Ada dua penyebab utama. Pertama, pilihan jadwal malam. Mohamad Adijasa Yudi, YouTuber transportasi yang mencoba KA Turangga seharga Rp1,1 juta, memberikan penilaian yang tidak bisa lebih jujur dari itu: "Saya akan menjawabnya tidak worth it sama sekali. Perjalanan didominasi waktu malam sehingga kita tidak bisa melihat apa-apa, pemandangan hanya terlihat sekitar 1 jam saja jelang pagi. Tapi kalau untuk Argo Wilis Panoramic yang siang hari, itu worth it banget."

Kedua, soal pilihan kursi. Tiara Uci, penulis yang pernah mereview langsung, menceritakan kekecewaannya: keinginannya melamun sambil menikmati pemandangan justru terhalang karena ia duduk di kursi genap (6A), yang pandangannya terblokir pilar kaca. "Rasanya malah tidak ada bedanya dengan melihat dari gerbong eksekutif biasa," tulisnya.

Solusinya simpel: pilih kursi bernomor ganjil untuk pandangan yang lebih luas tanpa halangan.

 

Apakah FOMO Mendorong Orang Beli Tiket Ini?

Sebagian besar, iya. Budi Satria dari Universitas Bhayangkara Jakarta Raya meneliti fenomena ini dalam konteks pariwisata: wisatawan yang terpapar foto dan cerita pengalaman dari teman atau influencer "sering kali merasa terdorong untuk mengunjungi destinasi atau moda transportasi yang sedang instagrammable guna menghindari perasaan ketinggalan."

Toilet kereta panoramic dengan desain marmer dan sensor otomatis
Toilet kereta panoramic dengan desain marmer dan sensor otomatis

Kereta Panoramic adalah contoh sempurna produk yang fotonya jauh lebih merata tersebar di media sosial dibanding pengalaman perjalanannya yang sesungguhnya termasuk bagian tentang malam gelap dan pilar kaca.

Kalau kamu mau yang lebih terjangkau untuk mobilitas sehari-hari di kawasan Jawa Timur, cara naik transportasi umum yang efisien di era tren transport umum 2026 bisa jadi bahan bacaan yang pas untuk melengkapi perjalananmu.

Kereta Panoramic rute Jatim itu worth it tapi hanya kalau kamu naik KA Argo Wilis di siang hari dan duduk di kursi bernomor ganjil.
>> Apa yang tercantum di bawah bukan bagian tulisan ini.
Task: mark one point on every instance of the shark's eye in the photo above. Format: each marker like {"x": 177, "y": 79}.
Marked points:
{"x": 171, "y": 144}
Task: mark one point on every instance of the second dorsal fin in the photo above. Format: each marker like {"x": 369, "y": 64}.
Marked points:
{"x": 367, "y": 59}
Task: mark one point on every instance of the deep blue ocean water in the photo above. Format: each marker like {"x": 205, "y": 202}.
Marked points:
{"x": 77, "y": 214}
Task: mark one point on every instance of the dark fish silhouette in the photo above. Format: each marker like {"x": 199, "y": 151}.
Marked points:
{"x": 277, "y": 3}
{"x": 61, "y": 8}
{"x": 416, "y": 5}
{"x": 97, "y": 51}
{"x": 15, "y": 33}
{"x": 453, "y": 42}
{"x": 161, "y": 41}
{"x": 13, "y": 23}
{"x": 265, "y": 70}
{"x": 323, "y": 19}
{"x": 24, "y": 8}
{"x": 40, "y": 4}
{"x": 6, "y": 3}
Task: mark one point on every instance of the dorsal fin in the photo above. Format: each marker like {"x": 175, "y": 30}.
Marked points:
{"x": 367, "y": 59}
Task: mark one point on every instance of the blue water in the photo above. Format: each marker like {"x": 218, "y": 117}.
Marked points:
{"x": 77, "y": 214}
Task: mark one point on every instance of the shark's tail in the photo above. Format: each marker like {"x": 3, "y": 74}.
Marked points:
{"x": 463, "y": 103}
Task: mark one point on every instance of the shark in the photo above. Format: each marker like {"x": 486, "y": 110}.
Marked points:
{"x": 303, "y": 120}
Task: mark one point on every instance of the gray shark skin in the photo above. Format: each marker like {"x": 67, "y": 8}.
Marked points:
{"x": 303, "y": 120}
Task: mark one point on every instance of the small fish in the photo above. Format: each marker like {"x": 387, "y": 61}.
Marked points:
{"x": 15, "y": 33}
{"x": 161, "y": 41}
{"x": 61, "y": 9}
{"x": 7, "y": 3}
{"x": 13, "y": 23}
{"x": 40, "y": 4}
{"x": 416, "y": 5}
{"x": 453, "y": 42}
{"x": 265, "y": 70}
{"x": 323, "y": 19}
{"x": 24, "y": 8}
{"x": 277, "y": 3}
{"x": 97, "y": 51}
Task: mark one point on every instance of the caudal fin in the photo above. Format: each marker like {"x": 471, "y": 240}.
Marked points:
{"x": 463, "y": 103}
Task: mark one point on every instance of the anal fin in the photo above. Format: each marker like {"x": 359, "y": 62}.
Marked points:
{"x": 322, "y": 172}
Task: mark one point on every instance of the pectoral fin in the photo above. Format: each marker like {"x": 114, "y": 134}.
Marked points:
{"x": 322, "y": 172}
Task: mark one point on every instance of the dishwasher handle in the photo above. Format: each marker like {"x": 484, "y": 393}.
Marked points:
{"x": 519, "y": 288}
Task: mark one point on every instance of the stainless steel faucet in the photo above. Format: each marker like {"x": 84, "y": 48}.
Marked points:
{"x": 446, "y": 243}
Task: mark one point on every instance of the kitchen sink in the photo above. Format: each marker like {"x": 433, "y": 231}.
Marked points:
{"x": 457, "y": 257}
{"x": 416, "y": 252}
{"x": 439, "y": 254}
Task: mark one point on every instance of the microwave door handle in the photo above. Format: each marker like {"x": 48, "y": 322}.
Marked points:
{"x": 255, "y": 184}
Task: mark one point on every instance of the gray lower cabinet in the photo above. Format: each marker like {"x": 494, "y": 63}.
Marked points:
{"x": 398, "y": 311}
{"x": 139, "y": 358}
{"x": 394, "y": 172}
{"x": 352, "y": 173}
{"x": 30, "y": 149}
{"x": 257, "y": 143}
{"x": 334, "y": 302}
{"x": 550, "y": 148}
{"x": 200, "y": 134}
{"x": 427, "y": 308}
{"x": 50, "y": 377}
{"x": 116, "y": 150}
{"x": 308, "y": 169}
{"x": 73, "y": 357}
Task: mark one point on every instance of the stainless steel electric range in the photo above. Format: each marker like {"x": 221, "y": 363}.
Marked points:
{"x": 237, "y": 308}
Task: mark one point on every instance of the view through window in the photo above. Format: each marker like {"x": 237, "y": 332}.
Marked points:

Kondisi sebaliknya menghasilkan cerita yang berbeda.

Fasilitasnya bukan tipu-tipu, pengalamannya bisa sangat memorable tapi seperti banyak hal yang viral, ada detail penting yang tidak muncul di foto Instagram orang.

 

DAFTAR SUMBER

  1. Satria, Budi. (2024). Menghadapi FOMO (Fear of Missing Out) dalam Wisata: Peran Media Sosial dalam Pembentukan Preferensi Destinasi. Jurnal Psikologi Atribusi, Vol. 2, No. 2. Universitas Bhayangkara Jakarta Raya.
  2. Pernyataan Resmi VP Public Relations PT KAI (Persero) terkait Spesifikasi Kaca Duplex Tempered Kereta Panoramic.
  3. Yudi, Mohamad Adijasa. "1,1 JUTA UNTUK KEGELAPAN MALAM KERETA PANORAMIC Naik KA Turangga Surabaya-Bandung Worth It?" Ulasan Video Dokumenter Transportasi, YouTube.